“No doubt,” replied the inspector. “But Sir George Granville—is a different matter. We must consider his feelings; we must try to spare them. I hardly know what is best to be done. Obviously, the matter cannot be allowed to remain where it is, yet it is difficult to see what is the proper course of action to pursue. I think the best thing will be to wait until Gillett returns from London and leave it to him. When do you expect him back?”

“I expect him back in the morning. I wired to him that I had obtained most important information.”

“I’ll be at the station when the London express comes in in the morning. If Gillett is on board I’ll go on with him to Ashlingsea.”

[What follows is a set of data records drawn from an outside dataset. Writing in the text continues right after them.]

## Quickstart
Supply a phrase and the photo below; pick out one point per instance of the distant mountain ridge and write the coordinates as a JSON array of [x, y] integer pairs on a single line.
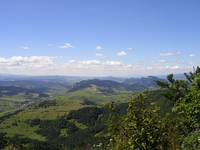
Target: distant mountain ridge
[[131, 84]]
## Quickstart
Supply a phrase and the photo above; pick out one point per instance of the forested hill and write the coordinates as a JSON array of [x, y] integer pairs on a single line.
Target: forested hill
[[131, 84]]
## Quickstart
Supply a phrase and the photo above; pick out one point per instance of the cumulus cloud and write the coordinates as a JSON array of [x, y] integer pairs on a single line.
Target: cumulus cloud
[[99, 54], [162, 61], [47, 65], [25, 47], [192, 55], [99, 48], [167, 54], [121, 53], [131, 49], [66, 46], [31, 61]]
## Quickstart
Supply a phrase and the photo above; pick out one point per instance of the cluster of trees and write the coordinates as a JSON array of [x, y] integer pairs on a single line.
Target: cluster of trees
[[139, 125], [145, 127]]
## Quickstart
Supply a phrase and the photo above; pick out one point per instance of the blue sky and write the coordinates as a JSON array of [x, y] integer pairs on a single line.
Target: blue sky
[[99, 37]]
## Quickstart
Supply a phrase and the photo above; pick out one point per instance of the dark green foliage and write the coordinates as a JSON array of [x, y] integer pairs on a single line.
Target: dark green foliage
[[87, 115]]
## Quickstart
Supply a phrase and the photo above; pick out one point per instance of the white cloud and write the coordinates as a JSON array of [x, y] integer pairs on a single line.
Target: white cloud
[[131, 49], [47, 65], [25, 47], [192, 55], [99, 48], [121, 53], [66, 45], [31, 61], [167, 54], [99, 54], [162, 61]]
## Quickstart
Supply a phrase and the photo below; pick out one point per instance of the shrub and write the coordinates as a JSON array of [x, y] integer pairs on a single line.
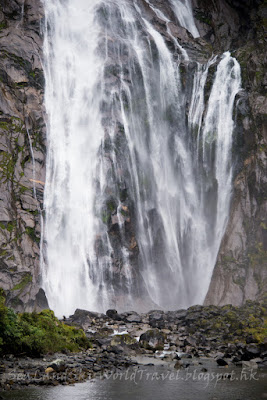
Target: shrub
[[34, 333]]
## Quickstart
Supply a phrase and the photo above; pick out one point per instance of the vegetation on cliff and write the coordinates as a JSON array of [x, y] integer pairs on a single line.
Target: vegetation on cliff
[[34, 333]]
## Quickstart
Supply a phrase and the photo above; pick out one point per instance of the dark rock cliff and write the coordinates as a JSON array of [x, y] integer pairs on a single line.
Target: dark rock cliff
[[238, 26], [21, 126], [241, 269]]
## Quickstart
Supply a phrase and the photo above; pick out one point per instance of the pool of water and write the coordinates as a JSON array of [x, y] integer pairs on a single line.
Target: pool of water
[[158, 383]]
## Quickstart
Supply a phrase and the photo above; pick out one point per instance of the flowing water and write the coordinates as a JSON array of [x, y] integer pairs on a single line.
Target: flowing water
[[139, 163], [156, 383]]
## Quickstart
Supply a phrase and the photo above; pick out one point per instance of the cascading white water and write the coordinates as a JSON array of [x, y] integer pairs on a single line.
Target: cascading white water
[[137, 189]]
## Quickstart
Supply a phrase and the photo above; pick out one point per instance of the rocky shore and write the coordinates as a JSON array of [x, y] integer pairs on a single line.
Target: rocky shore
[[226, 336]]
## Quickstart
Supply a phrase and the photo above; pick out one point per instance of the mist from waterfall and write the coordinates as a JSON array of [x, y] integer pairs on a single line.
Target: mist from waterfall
[[139, 170]]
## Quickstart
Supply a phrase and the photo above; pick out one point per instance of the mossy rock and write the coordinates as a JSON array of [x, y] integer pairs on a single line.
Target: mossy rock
[[121, 340]]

In accordance with this arrangement, Inspector Murchison arrived at Ashlingsea in the morning, in the company of Detective Gillett.

If Sergeant Westaway expected praise from the representative of Scotland Yard it was not forthcoming. Detective Gillett seemed in a peevish humour. His boyish face looked tired and careworn, and his blue eyes were clouded.

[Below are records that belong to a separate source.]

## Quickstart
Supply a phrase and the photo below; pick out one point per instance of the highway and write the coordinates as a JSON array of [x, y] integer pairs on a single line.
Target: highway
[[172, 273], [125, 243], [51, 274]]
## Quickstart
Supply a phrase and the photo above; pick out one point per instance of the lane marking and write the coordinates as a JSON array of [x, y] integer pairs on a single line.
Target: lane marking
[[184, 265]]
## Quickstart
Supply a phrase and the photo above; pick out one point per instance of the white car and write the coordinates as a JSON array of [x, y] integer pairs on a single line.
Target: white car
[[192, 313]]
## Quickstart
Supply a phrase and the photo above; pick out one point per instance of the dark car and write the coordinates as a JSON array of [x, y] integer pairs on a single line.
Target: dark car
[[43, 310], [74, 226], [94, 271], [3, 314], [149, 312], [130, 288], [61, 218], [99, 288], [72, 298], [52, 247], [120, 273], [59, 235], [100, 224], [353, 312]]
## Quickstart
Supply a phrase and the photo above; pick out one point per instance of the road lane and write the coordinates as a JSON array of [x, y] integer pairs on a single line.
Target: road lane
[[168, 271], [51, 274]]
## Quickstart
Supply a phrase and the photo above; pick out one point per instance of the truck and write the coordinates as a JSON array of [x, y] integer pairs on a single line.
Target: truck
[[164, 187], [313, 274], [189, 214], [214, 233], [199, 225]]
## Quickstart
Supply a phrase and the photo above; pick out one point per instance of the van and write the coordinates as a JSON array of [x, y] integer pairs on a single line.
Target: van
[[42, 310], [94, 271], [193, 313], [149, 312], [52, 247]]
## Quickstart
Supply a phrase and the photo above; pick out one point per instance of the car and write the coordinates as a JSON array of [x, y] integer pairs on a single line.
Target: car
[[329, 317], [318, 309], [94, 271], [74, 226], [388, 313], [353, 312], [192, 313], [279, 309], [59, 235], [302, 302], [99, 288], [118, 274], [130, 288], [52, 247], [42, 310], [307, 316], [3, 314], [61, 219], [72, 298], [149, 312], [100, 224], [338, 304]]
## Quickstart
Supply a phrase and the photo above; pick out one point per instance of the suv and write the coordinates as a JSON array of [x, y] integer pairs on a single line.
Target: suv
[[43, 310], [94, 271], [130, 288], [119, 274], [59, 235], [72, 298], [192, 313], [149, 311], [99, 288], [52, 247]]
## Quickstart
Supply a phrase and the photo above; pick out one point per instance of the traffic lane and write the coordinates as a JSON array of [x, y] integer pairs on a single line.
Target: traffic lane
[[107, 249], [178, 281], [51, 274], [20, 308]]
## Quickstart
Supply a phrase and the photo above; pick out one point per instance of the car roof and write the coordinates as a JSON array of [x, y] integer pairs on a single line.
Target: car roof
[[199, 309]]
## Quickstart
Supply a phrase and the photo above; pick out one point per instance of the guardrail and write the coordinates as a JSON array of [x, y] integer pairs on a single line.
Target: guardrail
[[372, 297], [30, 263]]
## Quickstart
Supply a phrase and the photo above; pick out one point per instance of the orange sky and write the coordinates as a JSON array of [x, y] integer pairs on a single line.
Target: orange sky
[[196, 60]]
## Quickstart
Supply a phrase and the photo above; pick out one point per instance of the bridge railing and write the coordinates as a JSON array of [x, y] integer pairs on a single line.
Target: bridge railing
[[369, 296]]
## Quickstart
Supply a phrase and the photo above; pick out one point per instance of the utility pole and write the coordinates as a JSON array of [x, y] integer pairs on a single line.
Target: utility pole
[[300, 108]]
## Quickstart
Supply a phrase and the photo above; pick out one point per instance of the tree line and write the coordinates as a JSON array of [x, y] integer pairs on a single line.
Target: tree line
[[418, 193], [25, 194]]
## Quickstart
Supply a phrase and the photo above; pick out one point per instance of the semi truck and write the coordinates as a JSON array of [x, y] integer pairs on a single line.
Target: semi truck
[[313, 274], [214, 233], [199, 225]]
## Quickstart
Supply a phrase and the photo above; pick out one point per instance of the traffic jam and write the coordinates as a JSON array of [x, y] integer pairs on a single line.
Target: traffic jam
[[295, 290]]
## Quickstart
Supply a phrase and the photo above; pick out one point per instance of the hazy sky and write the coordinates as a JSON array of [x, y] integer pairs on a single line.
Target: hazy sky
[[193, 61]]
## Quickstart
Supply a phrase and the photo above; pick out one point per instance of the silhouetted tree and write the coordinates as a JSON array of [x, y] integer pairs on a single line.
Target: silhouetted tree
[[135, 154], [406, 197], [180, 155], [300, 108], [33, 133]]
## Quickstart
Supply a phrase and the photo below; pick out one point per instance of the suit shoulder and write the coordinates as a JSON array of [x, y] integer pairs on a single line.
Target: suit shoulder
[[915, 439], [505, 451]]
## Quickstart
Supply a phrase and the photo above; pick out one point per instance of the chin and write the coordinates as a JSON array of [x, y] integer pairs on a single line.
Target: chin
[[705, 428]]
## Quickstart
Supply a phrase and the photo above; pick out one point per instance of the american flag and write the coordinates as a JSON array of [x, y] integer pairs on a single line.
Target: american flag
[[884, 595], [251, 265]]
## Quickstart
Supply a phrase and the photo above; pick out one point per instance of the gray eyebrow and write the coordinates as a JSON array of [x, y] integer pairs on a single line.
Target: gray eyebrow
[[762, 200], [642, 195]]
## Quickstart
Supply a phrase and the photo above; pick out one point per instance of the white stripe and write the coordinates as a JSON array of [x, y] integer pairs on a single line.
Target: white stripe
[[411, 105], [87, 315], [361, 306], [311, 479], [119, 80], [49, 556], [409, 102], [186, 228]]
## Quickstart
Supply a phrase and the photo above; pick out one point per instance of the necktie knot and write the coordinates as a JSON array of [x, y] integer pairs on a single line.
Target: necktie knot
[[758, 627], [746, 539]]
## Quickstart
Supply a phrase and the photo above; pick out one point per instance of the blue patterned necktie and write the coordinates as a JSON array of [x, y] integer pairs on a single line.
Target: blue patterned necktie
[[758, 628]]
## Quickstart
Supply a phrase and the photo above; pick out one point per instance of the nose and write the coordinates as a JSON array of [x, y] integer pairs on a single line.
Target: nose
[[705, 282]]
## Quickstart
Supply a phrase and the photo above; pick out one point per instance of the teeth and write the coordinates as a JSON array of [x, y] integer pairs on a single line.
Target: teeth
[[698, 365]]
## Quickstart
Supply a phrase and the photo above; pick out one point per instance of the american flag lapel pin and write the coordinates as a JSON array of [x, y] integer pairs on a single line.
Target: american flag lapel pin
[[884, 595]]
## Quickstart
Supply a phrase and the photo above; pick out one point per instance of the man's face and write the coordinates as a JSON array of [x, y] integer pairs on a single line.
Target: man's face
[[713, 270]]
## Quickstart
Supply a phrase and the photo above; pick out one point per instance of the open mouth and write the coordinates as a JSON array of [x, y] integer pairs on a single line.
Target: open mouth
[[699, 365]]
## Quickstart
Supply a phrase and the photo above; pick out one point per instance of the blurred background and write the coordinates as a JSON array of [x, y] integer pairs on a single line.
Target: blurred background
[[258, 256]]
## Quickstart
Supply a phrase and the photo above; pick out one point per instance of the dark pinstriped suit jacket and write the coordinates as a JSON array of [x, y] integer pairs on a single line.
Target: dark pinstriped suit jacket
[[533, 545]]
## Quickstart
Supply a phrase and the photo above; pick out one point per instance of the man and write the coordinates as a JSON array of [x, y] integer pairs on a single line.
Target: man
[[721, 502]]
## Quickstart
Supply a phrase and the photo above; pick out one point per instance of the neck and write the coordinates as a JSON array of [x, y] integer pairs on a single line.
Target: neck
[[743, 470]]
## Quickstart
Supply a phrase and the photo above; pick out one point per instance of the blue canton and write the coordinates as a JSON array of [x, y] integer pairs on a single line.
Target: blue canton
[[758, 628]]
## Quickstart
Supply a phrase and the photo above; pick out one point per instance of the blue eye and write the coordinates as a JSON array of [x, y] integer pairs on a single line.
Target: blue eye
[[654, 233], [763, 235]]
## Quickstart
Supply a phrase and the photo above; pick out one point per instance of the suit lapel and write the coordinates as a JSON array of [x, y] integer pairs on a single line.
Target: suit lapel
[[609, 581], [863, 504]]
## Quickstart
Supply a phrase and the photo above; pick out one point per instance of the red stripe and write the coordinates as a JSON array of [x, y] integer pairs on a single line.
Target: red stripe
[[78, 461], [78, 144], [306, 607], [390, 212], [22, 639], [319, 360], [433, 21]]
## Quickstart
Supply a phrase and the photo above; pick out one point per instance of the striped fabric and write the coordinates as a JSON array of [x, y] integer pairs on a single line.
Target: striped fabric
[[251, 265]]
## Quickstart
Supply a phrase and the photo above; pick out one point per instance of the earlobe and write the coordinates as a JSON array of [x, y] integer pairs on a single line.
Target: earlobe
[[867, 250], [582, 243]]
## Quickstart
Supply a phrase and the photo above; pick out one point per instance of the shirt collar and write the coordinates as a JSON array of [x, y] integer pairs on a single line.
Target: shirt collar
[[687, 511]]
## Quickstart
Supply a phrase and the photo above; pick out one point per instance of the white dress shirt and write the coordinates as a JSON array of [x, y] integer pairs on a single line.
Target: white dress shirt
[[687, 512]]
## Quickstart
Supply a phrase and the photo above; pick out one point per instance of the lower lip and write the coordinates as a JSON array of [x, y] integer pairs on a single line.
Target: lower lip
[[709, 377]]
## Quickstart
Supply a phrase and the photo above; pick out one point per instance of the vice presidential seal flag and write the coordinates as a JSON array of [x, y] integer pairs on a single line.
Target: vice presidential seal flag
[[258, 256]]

“Let me have a look at this statement that you are making such a fuss about,” he said.

Long afterwards, when Sergeant Westaway had ample leisure to go over all the events in connection with the Cliff Farm case, he alighted on the conviction that the reason Detective Gillett was so offensive and abrupt in regard to Miss Maynard’s statement was that he did not like important information to reach the police while he was absent.

“It is a voluntary and signed statement by Miss Maynard, a young lady of the district, who was at Cliff Farm the night of the murder,” said the sergeant, with dignity.

“So much I know from Inspector Murchison, and also that the statement in some way implicates young what’s his name—Marsland. Let me have the document itself, Westaway.”

The sergeant took it from his desk, and placed it in Detective Gillett’s hands.